Nas saudações aos peregrinos, o Papa aproveitou o período de férias de verão no hemisfério norte para recomendar o cultivo da vida interior.
“Todas as nossas atividades pertencem a Deus, incluindo o tempo livre e o repouso, e podem ser santificadas pela sua presença, que nos conduz ao encontro fraterno com os outros”, declarou.
A audiência geral incluiu a evocação da memória litúrgica da dedicação da Basílica de Santa Maria Maior.
“Pedimos à Santa Virgem que nos ajude a ser fiéis na oração, para que Deus esteja sempre em primeiro lugar nas nossas vidas”, indicou Leão XIV.
O Papa saudou ainda os milhares de peregrinos polacos que caminham a pé até ao santuário mariano de Nossa Senhora de Czestochowa, em Jasna Góra.
“Que este testemunho, o esforço do caminho, a oração comum e o encontro com Maria fortaleçam a fé e a esperança das famílias e das comunidades”, desejou.
O encontro no Vaticano incluiu uma saudação dirigida aos peregrinos lusófonos presentes na audiência geral, incluindo um grupo de escuteiros de Setúbal.
“Reavivemos nas nossas famílias e nas nossas comunidades paroquiais a oração litúrgica, que nos une como Povo de Deus a caminho”, apelou Leão XIV.
Papa regressa ao Peru e à “sua” diocese de Chiclayo

Esta quarta-feira soube-se que o Papa vai visitar o Uruguai, a Argentina e o Peru, de 6 a 17 de novembro, na sua primeira viagem pontifícia à América Latina, com regresso à diocese peruana de Chiclayo, onde foi bispo.

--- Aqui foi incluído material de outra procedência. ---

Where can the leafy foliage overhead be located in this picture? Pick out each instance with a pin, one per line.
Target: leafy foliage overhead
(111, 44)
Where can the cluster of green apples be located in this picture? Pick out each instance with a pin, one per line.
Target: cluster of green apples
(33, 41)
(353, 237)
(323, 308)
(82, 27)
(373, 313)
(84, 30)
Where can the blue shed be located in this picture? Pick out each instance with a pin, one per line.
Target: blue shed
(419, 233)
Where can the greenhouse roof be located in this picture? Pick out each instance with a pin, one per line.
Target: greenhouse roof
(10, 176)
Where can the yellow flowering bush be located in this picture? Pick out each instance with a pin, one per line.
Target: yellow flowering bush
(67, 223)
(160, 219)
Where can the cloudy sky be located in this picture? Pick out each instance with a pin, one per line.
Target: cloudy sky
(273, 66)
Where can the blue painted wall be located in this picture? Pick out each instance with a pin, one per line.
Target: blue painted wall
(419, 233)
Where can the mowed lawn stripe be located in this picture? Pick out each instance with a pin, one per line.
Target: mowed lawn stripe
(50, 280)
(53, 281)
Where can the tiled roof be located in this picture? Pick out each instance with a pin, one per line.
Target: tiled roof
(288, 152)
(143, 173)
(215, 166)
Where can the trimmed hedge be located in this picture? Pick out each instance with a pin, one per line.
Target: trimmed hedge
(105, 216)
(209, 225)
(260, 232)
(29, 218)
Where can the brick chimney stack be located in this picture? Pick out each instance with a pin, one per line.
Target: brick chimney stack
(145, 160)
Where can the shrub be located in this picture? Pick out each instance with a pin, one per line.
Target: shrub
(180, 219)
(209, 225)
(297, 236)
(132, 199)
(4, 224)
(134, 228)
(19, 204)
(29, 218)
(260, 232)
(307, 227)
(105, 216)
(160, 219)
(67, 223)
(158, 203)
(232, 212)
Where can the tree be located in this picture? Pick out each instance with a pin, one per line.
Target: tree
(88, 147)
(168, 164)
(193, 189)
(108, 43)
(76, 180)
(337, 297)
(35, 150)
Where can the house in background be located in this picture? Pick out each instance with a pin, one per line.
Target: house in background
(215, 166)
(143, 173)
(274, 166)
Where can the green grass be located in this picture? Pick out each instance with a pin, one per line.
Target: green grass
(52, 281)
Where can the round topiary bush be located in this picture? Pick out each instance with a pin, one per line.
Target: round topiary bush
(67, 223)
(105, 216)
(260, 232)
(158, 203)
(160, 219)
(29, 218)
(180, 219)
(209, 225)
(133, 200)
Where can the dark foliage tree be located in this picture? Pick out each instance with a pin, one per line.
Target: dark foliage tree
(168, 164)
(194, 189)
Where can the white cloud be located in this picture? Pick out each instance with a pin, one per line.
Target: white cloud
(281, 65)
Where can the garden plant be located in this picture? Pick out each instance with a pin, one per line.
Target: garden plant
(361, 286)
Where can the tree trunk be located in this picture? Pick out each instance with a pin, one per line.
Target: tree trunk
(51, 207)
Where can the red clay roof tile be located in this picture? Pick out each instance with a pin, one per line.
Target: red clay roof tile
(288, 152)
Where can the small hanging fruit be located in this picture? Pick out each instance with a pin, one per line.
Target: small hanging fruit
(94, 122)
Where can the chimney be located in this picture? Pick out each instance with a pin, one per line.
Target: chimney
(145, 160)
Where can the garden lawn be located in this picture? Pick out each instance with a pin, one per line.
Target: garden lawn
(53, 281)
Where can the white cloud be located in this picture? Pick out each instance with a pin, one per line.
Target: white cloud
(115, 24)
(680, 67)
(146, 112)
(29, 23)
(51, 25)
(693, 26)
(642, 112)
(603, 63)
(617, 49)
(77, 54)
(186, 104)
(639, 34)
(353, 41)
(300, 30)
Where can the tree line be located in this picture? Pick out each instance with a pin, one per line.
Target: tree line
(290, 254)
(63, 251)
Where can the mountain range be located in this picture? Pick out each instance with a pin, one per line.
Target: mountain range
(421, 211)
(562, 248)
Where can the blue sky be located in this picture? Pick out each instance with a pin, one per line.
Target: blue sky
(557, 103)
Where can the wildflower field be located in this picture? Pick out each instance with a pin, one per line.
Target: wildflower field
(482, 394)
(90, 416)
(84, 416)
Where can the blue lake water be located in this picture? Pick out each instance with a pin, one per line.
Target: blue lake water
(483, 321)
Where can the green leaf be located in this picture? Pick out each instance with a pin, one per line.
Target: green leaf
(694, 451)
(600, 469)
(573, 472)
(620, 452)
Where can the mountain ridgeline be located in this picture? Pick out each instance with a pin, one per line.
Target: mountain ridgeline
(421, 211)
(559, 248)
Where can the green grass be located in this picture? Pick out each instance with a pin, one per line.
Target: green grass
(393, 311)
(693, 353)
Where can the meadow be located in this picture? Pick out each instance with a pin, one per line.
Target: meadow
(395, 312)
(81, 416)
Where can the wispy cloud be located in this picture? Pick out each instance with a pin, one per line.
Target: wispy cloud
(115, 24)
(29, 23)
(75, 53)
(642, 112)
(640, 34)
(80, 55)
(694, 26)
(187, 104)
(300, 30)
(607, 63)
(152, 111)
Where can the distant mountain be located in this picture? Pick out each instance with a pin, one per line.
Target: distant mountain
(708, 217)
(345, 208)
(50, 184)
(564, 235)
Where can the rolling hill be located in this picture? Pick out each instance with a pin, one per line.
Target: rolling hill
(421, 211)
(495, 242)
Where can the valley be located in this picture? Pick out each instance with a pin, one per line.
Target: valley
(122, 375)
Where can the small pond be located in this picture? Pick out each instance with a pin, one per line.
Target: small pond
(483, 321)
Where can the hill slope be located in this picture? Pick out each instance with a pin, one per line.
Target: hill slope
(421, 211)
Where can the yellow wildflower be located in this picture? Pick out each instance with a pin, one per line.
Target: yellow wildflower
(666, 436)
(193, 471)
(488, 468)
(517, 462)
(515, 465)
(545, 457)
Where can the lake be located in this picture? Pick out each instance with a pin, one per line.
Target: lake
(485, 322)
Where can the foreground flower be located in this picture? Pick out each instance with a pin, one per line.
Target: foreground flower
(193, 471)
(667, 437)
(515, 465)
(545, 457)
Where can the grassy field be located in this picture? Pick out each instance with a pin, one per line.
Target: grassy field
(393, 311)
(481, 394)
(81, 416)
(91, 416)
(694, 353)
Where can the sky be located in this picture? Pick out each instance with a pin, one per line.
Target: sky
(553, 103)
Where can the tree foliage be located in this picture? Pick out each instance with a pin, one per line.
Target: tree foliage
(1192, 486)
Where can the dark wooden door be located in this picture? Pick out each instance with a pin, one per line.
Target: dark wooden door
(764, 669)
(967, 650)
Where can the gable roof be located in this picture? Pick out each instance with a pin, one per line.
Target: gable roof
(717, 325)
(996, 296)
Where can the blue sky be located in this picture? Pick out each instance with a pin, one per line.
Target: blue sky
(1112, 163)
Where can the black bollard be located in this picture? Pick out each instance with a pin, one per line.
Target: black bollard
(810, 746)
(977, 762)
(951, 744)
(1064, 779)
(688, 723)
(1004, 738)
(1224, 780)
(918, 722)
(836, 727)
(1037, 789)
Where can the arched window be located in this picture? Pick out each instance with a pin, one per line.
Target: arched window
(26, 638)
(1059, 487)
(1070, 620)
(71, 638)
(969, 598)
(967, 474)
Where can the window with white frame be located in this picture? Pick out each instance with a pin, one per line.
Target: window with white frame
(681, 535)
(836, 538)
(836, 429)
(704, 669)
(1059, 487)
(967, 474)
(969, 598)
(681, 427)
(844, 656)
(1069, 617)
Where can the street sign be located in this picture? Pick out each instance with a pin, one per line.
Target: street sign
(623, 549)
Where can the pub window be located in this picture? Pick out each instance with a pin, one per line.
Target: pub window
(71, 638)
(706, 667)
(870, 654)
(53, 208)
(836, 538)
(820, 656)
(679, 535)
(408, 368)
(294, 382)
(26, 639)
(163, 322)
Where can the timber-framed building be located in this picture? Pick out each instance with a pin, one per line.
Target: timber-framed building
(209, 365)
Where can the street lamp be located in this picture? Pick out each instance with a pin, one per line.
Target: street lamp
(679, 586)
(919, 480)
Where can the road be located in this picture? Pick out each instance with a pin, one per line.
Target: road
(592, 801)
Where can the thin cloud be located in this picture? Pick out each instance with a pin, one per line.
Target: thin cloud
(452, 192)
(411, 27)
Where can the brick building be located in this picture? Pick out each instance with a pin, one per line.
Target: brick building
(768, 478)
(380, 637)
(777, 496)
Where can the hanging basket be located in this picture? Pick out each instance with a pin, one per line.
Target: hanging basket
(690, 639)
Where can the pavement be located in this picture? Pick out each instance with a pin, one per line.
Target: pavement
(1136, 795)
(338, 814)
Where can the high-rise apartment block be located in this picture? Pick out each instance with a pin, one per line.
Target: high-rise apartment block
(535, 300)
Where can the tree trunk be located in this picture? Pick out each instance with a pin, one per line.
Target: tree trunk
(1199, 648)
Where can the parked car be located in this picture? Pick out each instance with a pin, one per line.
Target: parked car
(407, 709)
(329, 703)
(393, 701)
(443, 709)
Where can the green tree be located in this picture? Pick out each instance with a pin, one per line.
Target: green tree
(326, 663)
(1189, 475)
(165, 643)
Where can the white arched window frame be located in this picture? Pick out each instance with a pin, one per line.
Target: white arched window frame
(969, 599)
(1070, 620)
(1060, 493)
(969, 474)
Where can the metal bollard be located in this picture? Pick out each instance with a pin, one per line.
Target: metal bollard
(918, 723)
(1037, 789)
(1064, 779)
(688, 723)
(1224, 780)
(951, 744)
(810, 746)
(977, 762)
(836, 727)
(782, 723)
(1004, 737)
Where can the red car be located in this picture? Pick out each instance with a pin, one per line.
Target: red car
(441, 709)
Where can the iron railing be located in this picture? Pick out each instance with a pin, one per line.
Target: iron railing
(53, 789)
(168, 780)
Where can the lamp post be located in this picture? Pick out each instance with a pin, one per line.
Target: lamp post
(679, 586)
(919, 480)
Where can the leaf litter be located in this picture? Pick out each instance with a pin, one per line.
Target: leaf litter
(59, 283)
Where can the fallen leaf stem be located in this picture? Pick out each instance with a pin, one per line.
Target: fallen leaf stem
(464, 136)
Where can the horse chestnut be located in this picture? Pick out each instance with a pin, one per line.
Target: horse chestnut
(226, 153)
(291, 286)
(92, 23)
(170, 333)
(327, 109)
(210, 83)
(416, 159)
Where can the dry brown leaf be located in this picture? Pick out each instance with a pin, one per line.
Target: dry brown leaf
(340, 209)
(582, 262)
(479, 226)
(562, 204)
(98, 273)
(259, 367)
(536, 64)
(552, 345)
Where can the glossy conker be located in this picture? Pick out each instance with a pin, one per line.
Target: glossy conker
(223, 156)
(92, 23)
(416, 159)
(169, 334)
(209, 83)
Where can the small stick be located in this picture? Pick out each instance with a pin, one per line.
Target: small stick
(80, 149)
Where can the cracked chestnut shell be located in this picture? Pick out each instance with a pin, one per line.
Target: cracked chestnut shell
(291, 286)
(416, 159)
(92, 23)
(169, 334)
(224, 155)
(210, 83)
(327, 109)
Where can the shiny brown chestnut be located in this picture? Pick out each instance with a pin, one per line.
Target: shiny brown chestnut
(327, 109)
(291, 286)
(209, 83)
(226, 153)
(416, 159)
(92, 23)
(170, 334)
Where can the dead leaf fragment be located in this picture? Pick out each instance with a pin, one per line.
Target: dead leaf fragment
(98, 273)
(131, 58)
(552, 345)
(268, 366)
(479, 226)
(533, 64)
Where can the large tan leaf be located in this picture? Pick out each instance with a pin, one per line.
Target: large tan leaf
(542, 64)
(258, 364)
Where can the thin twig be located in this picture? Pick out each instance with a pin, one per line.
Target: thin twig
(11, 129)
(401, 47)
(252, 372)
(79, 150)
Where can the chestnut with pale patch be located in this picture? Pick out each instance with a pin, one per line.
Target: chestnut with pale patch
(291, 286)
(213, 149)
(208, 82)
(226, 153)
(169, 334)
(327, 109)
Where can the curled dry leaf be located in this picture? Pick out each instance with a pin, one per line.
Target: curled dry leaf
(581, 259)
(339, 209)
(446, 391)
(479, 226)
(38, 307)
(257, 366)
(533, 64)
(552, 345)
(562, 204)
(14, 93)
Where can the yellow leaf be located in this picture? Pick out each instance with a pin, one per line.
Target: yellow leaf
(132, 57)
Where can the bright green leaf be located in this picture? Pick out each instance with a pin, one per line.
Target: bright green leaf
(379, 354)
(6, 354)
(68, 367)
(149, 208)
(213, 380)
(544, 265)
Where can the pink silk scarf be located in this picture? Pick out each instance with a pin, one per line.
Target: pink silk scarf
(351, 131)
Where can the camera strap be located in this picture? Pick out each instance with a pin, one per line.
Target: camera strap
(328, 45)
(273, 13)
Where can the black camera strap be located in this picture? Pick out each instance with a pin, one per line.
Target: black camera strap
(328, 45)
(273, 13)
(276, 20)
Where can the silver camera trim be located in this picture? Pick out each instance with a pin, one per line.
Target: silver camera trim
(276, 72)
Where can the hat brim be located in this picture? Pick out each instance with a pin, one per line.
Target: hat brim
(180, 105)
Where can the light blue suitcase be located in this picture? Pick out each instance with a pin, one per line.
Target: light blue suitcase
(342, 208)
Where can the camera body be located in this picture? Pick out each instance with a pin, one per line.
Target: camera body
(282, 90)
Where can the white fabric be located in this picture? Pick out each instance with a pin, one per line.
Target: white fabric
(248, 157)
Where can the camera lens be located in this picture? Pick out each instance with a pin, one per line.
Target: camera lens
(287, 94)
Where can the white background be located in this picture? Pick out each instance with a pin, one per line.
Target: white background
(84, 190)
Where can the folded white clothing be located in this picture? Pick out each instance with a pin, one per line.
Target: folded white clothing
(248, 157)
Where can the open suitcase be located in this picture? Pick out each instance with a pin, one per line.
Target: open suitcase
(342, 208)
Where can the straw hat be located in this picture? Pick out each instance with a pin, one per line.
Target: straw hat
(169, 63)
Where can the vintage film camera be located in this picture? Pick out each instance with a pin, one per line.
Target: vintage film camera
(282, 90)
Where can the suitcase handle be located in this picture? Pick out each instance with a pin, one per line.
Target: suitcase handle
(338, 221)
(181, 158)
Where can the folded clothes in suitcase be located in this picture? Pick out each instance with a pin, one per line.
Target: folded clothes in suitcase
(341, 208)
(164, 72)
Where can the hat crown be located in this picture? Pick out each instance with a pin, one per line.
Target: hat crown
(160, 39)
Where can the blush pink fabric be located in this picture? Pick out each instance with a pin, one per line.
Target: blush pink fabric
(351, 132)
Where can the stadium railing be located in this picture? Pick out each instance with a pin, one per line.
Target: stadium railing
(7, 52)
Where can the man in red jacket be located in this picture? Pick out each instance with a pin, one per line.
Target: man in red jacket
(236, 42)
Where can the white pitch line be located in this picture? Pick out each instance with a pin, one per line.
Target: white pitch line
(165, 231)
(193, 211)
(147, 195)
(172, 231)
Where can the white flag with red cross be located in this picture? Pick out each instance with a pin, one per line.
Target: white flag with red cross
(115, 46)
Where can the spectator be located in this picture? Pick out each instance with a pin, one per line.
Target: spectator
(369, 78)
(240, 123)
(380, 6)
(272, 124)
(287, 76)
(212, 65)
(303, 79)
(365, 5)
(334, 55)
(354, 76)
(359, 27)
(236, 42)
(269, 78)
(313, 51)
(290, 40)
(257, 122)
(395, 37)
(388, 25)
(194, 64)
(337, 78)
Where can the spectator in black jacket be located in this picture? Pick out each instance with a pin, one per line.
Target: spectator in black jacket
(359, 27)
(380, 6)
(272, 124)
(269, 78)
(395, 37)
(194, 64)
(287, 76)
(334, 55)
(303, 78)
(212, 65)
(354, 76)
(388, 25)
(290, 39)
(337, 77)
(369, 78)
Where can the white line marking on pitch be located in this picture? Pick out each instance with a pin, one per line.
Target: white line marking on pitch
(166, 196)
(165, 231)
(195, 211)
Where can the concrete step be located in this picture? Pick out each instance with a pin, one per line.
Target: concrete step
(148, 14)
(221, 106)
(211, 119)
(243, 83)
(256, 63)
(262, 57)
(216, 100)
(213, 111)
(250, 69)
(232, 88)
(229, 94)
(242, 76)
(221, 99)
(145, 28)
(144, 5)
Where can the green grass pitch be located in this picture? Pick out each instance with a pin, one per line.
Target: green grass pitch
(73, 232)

“Aceitando o convite dos chefes de Estado e das autoridades eclesiásticas desses respetivos países, sua santidade visitará Montevidéu, Paysandú e Florida, de 6 a 8 de novembro; Buenos Aires, Córdoba e Luján, de 8 a 11 de novembro; e Lima, Chiclayo, Cuzco e Pucallpa, de 11 a 17 de novembro”, anunciou o porta-voz do Vaticano, Matteo Bruni, numa declaração enviada aos jornalistas.
O itinerário sul-americano assinala o regresso de um Papa ao Uruguai quase 40 após a deslocação de João Paulo II, incluindo uma homenagem à Virgem dos Trinta e Três na catedral de Florida, num país conhecido ter a mais baixa percentagem de católicos da região.
A passagem pela Argentina contempla uma visita à Basílica de Nossa Senhora de Luján, santuário mariano que serve de coração espiritual da nação, assinalando a presença de um Papa na terra natal do seu antecessor Francisco, que não chegou a visitar o país nos seus 12 anos de pontificado.
A dimensão mais emotiva da viagem concretiza-se no Peru, pátria adotiva de Robert Francis Prevost desde a sua juventude missionária, como religioso de Santo Agostinho, com destaque para o regresso a Chiclayo, a diocese que o atual Papa liderou entre 2015 e 2023, período marcado pelos desafios das inundações e da pandemia de Covid-19.
Na sua primeira saudação após a eleição pontifícia, Leão XIV deixou uma mensagem espanhol para a sua “querida diocese” de Chiclayo, “onde um povo fiel acompanhou o seu bispo, partilhou a sua fé e deu muito, muito para continuar a ser a Igreja fiel de Jesus Cristo”.
O percurso andino fica completo com etapas na histórica cidade de Cusco, berço do antigo Império Inca, e em Pucallpa, no seio da floresta amazónica peruana.
A próxima viagem internacional de Leão XIV vai levá-lo à República de São Marinho, no dia 22 de agosto.
O Papa, eleito a 8 de maio de 2025, já visitou a Espanha (06-12 de junho de 2026); Argélia, Camarões, Angola e Guiné Equatorial (13-23 de abril de 2026); o Mónaco (28 de março de 2026); e a Turquia e o Líbano, com peregrinação a İznik por ocasião do 1700º aniversário do I Concílio de Niceia (27 de novembro-02 de dezembro de 2025)
O Papa realizou ainda quatro visitas em território italiano, incluindo Lampedusa (4 de julho de 2026), e vai deslocar-se esta quinta-feira a Assis.